Challenges and Legal Difficulties
Bringing mediation into the IBC is most challenged by the rigorous procedural framework of the Code. The creditor-driven aspect of the resolution process—where financial creditors dominate voting inside the CoC under section 30(4)—allows minimal opportunity for negotiated solutions, unless they meet creditor interests. The minimum 66% majority needed inside the CoC indicates that this is also true, even a mediated settlement would need creditor buy-in; financial and operational creditors have distinct interests, so this is difficult. Moreover, the strict deadlines in Section 12[15] induce procedural pressure meant to discourage time-consuming talks or mediation. Medication requires for flexibility and time, qualities that are essentially incompatible with the legislative structure of the IBC unlike litigation, which follows set procedural processes. Another major problem is enforceability. Should a mediated agreement contravene legislative criteria for resolution plans under section 31[16], the NCLT bears the risk of rejecting or contesting a mediated agreement in the lack of a clear statutory framework for mediated settlements. Creditors are not ready to engage in mediation until they are sure the mediated outcomes will be legally enforceable and binding. The current legal uncertainty regarding mediation results has a chilling effect, discouraging participants from ever giving mediation any thought even if it might result in a speedier and more efficient resolution. The majority of financial creditors inside the CoC complicates the implementation of mediation even further. Especially large institutional lenders, financial creditors might be risk-averse and unwilling to deviate from standard legal practices. Mediating asks for a shift in viewpoint from combative litigation to cooperative negotiation—a change hard to come by without institutional incentives and regulatory backing. Especially in situations when the IBC’s creditor-driven structure gives creditors enormous authority over the resolution process, creditors are unlikely to willingly participate in mediation without legislative action mandating or encouraging it.
Cause for a change
The IBC will demand targeted legislative and procedural reforms. First, IBC’s section 12A[17]—which allows withdrawal of insolvency petitions relying on settlements approved by 90% of the CoC—could be altered to especially allow mediated settlements as the basis for withdrawal. Second, the section 424[18] of the Companies Act, 2013 governing the NCLT’s procedural power might be expanded to allow the tribunal to refer insolvency conflicts to mediation and apply mediated settlements. Third, mediation might be introduced into the settlement process at crucial points—including pre-admission disagreements under sections 7, 9, and 10, and plan approval conversations inside the CoC under section 30(4). Finally, a dedicated mediation panel headquartered inside the NCLT staffed by insolvency and mediation experts may ensure consistency in handling mediated cases and support coordinated discussions. Mediation should, first of all, improve rather than replace the present IBC resolution mechanism. Mediation could provide an alternate path forward when official procedures stall or creditor-debtor conflicts threaten to throw off the settlement process.
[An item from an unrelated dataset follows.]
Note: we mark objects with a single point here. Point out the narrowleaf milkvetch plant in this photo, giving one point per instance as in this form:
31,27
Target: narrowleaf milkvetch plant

By creating a parallel road for mediated settlements, therefore cutting resolution timelines and lowering dispute, the IBC may preserve corporate continuity, decrease litigation backlogs, and boost creditor recovery rates. Good integration of mediation would necessitate a shift in viewpoint from confrontational litigation to cooperative problem-solving; nonetheless, this transformation is fully attainable with specific legal recognition and enforcement procedures.
Conclusion
Mediation might revolutionize the landscape of insolvency resolution for India by providing a more efficient, flexible, and cooperative replacement for litigation. Judicial decisions have established a non-adversarial attitude to insolvency settlement; legislative action is needed to formalize this transformation. Mediating with statutory recognition, enforcement mechanisms, and procedural clarity helps to strengthen the IBC’s basic aims of value maximizing and rapid settlement. The time for half-measures is passed; India’s bankruptcy mechanism must accept mediation as a strategic tool for mitigating financial crisis and preserving of economic value.
[1] The Insolvency and Bankruptcy Code, No. 31 of 2016 [hereinafter IBC 2016].
[2] The Companies Act, No. 1 of 1956.
[3] The Companies Act, No. 18 of 2013.
[4] Sick Industrial Companies (Special Provisions) Act, No. 1 of 1986.
[5] Recovery of Debts Due to Banks and Financial Institutions Act, No. 51 of 1993.
[6] IBC 2016, §7.
[7] IBC 2016, §9.
[8] IBC 2016, §10.
[9] Insolvency, Restructuring, and Dissolution Act, No. 40 of 2018 (Singapore).
[10] Directive 2019/1023 of the European Parliament and of the Council of 20 June 2019 on Preventive Restructuring Frameworks [2019] OJ L172/18.
[11] IBC 2016, §30(4).
[12] Swiss Ribbons Pvt. Ltd. v. Union of India, (2019) 4 SCC 17 (India).
[13] Vidarbha Industries Power Ltd. v. Axis Bank Ltd., (2022) 8 SCC 352 (India).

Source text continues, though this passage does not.